First dumb "look at every integer" solution:
const range = n => (new Array(+n)).fill().map((_, i) => i + 1); return range(limit).filter((n) => { return range(Math.ceil(n ** 0.5)) .filter(d => n % d === 0) .reduce((acc, val) => acc + val + (n / val), 0) / 2 === n; });
This algo has trouble going further than 1e6.
Then, I dig your hypothesis that all Perfect number are in the form (n+1)"1"..(n)"0" in base 2. I needed to find the logical sequence of valid n.
(n+1)"1"..(n)"0"
[6, 28, 496, 8128, 33550336, 8589869056, 137438691328].map(n => n.toString(2).match(/0/g).length); // => [1, 2, 4, 6, 12, 16, 18]
So I looked up this sequence on EOIS and luckily it found a match: "Numbers n such that 2n+1 - 1 is prime".

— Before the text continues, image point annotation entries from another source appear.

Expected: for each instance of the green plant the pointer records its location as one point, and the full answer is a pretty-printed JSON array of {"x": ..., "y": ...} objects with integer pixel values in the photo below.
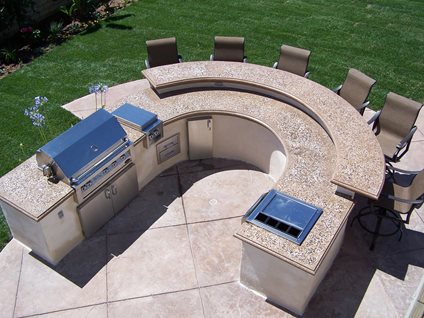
[
  {"x": 9, "y": 56},
  {"x": 14, "y": 10},
  {"x": 83, "y": 10},
  {"x": 55, "y": 30}
]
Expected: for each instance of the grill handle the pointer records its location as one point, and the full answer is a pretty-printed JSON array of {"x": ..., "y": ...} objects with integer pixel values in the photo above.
[{"x": 107, "y": 194}]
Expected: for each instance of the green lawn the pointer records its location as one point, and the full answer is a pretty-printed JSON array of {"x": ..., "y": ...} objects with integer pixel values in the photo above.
[{"x": 384, "y": 39}]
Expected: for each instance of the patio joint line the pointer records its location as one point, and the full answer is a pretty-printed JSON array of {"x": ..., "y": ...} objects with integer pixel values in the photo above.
[
  {"x": 220, "y": 284},
  {"x": 153, "y": 295},
  {"x": 19, "y": 282},
  {"x": 189, "y": 241},
  {"x": 62, "y": 310},
  {"x": 216, "y": 220}
]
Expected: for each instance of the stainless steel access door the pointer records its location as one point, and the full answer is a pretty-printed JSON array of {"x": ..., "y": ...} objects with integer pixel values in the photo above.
[
  {"x": 200, "y": 138},
  {"x": 96, "y": 212},
  {"x": 124, "y": 188}
]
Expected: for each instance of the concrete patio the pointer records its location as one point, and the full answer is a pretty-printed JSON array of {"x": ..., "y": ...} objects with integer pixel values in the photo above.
[{"x": 171, "y": 253}]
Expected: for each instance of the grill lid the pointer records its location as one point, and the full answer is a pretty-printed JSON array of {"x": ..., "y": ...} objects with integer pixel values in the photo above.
[
  {"x": 284, "y": 215},
  {"x": 82, "y": 145}
]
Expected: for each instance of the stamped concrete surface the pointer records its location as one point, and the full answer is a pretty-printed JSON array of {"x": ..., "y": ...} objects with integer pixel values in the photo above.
[{"x": 158, "y": 258}]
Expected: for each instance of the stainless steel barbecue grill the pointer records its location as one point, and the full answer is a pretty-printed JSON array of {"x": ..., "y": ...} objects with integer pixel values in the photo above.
[{"x": 86, "y": 155}]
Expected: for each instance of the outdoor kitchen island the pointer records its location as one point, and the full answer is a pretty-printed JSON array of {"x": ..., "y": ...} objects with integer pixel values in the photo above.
[{"x": 308, "y": 139}]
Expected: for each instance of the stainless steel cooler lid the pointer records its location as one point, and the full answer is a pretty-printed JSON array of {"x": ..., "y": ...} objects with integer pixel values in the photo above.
[
  {"x": 284, "y": 215},
  {"x": 80, "y": 145}
]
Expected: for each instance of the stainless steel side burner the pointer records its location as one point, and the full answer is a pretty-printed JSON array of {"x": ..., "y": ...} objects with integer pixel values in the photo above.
[
  {"x": 283, "y": 215},
  {"x": 142, "y": 120}
]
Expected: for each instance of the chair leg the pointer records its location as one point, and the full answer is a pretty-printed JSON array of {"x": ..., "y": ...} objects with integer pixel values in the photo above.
[
  {"x": 376, "y": 231},
  {"x": 380, "y": 213}
]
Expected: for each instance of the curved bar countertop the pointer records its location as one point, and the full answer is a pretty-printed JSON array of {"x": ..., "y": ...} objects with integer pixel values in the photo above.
[
  {"x": 360, "y": 163},
  {"x": 326, "y": 143}
]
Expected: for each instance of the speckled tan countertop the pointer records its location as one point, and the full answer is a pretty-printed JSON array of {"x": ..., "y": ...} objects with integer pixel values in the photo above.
[
  {"x": 314, "y": 160},
  {"x": 352, "y": 157},
  {"x": 26, "y": 189},
  {"x": 359, "y": 164}
]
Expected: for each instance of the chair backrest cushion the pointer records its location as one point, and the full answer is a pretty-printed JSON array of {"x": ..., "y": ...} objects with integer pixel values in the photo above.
[
  {"x": 356, "y": 88},
  {"x": 229, "y": 49},
  {"x": 293, "y": 60},
  {"x": 398, "y": 115},
  {"x": 162, "y": 52}
]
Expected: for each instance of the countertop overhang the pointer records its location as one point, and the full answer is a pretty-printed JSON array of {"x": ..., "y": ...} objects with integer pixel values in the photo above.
[
  {"x": 346, "y": 152},
  {"x": 360, "y": 162}
]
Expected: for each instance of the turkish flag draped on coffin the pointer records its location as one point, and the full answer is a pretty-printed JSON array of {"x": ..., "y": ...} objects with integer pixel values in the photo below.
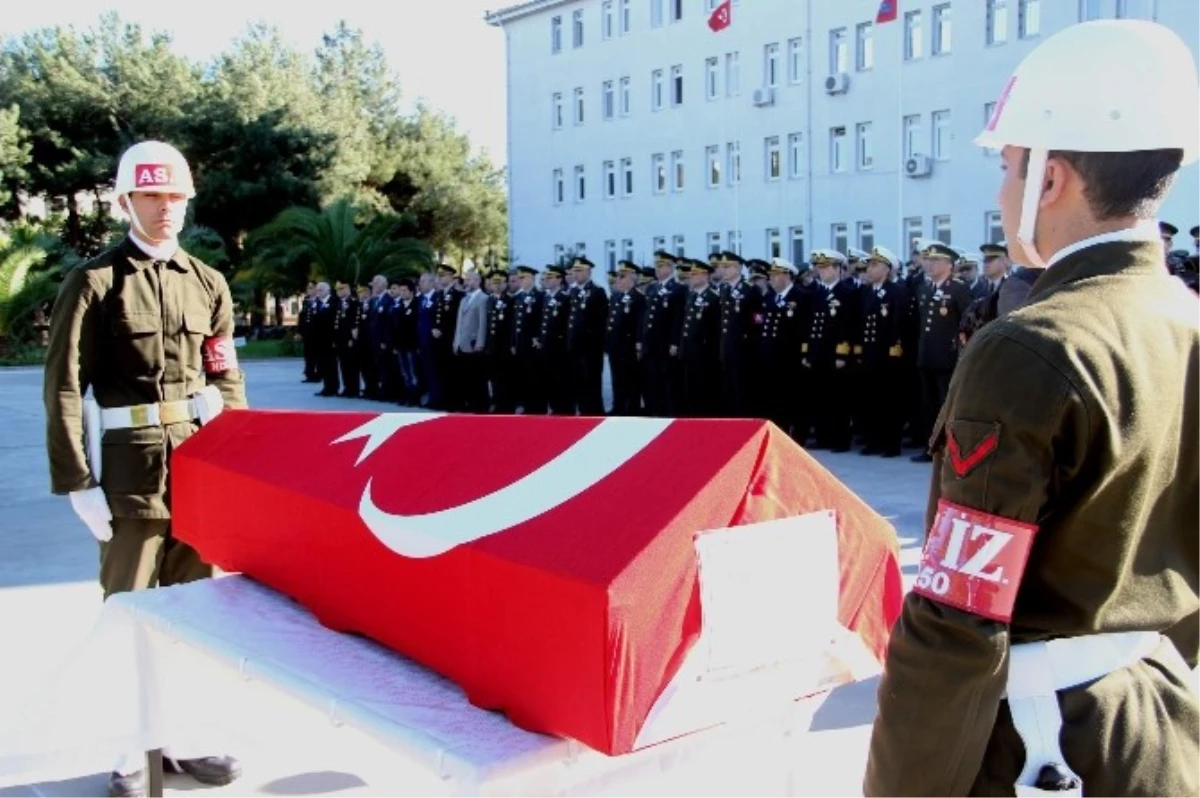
[{"x": 544, "y": 564}]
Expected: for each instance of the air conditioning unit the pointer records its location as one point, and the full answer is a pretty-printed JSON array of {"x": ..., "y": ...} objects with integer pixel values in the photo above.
[
  {"x": 765, "y": 96},
  {"x": 918, "y": 166},
  {"x": 838, "y": 84}
]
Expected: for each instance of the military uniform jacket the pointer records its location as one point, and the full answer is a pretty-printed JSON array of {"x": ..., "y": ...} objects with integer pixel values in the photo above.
[
  {"x": 527, "y": 322},
  {"x": 831, "y": 321},
  {"x": 499, "y": 324},
  {"x": 1067, "y": 423},
  {"x": 663, "y": 317},
  {"x": 741, "y": 319},
  {"x": 586, "y": 323},
  {"x": 111, "y": 333},
  {"x": 624, "y": 324},
  {"x": 883, "y": 310},
  {"x": 940, "y": 315},
  {"x": 700, "y": 335}
]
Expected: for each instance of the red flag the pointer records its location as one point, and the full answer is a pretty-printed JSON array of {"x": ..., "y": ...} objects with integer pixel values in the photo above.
[{"x": 721, "y": 17}]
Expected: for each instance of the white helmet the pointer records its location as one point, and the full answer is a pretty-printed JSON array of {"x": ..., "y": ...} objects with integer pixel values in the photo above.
[
  {"x": 1110, "y": 85},
  {"x": 154, "y": 166}
]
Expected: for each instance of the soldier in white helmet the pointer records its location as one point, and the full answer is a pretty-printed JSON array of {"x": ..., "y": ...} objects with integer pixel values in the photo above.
[
  {"x": 1045, "y": 647},
  {"x": 148, "y": 329}
]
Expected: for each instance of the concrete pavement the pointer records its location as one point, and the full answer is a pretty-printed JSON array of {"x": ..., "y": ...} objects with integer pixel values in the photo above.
[{"x": 49, "y": 601}]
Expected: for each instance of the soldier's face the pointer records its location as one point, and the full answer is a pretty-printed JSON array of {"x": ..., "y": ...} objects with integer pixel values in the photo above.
[{"x": 160, "y": 214}]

Which lead to this way more powerful script:
const range = n => (new Array(+n)).fill().map((_, i) => i + 1); const isPrime = (n) => { if (n <= 1) return false; if (n <= 3) return true; if (n % 2 === 0 || n % 3 === 0) return false; for (let i = 5, l = n ** 0.5; i <= l; i += 6) { if (n % i === 0 || n % (i + 2) === 0) return false; } return true; }; return range(limit).filter(n => isPrime(2 ** (n + 1) - 1)).map((n) => { return parseInt("1".repeat(n + 1) + "0".repeat(n), 2); });
This time, it can't go any higher than 1e3 before crashing, but yield more results. (However, JS precision let me down on the last result)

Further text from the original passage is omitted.